I’m using the latest Manjaro with XFCE, kernel 6.9.10-1 on an 8c/16t Intel i7-11800H. I’m not sure if that’s specifically a mobile CPU, but this is in a laptop.
My issue is that the CPU scheduler seems to let threads dwell on a single core for far, far too long. A long-running task can peg one core until it hits 99C before it will shift load to another core. This happens with all sorts of tasks, but my main issue is during C++ compilation and startup of CLion. Installing AUR packages can also produce this if they’re big enough.
What my problem is not:
CPU frequency/governor: i7z and cpupower output seem sane and correct. Governor correctly scales frequency based on load and temperature, boost to 4.6GHz works correctly.
Core congestion: In all cases, all CPU cores are at less than ~20% utilization except the one at 100%.
Power/thermal: Heatsinks are clean and functional. Under normal load, the temperatures are similar to what I get under Windows.
Workload related: I see this behavior with many different workloads, I just happen to run compilation workloads more often than anything else.
The core which gets overloaded is always random, which is what I would expect.
I have a CPU load widget in my taskbar that shows load per core. This agrees with htop and i7z, and both clearly show one core being maxed out for tens of seconds at a time. On other Linux systems I don’t see a core maxed out for more than a couple of seconds before it swaps to another core, even with similar workloads. Those systems are usually Debian based, with the latest stable kernel.
I’m convinced this is either a bug or some edge case in the CPU scheduler.

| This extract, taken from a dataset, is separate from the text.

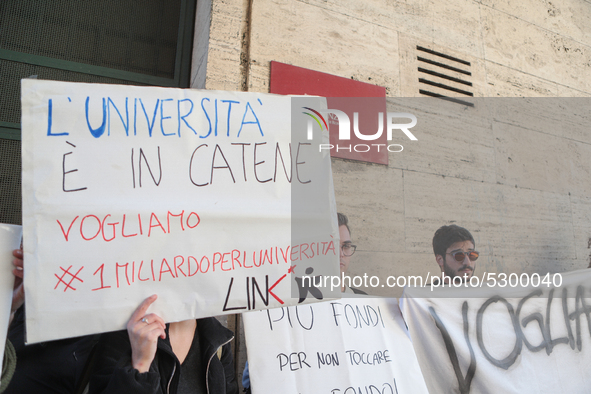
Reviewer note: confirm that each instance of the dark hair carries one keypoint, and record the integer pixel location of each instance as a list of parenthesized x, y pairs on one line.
[(446, 236), (343, 221)]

I’m far from an expert in this area, but it seems to me that the scheduler should not allow one thread to dwell on a single core for this long, or allow a single core to be 40-50C above all others.

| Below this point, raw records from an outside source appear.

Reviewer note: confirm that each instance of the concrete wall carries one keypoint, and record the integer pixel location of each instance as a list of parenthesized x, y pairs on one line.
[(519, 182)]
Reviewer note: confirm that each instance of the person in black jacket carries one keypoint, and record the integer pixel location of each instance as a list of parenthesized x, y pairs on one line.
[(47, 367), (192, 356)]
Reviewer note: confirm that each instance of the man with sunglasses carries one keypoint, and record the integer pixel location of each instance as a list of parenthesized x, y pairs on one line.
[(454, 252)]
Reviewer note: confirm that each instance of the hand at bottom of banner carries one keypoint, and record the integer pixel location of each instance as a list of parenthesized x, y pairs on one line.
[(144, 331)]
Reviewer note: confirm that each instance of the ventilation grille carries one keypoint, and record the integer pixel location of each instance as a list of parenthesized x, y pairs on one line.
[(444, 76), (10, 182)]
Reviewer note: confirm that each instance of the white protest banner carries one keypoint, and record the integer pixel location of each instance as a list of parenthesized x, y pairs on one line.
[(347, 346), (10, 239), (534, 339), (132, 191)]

I’m concerned about physical damage to the CPU from this, but also it causes the fans to rapidly cycle between 0 and 100% due to the rapid temperature swings. This is becoming extremely annoying.
So here’s the question I can’t find an answer to: Is there any sort of adjustment I can make to the scheduler to alleviate this behavior? Perhaps a setting for maximum dwell time, or maybe just change it out for an entirely different algorithm? I know basically nothing about the scheduler in Linux, and it’s proven pretty difficult to find any information.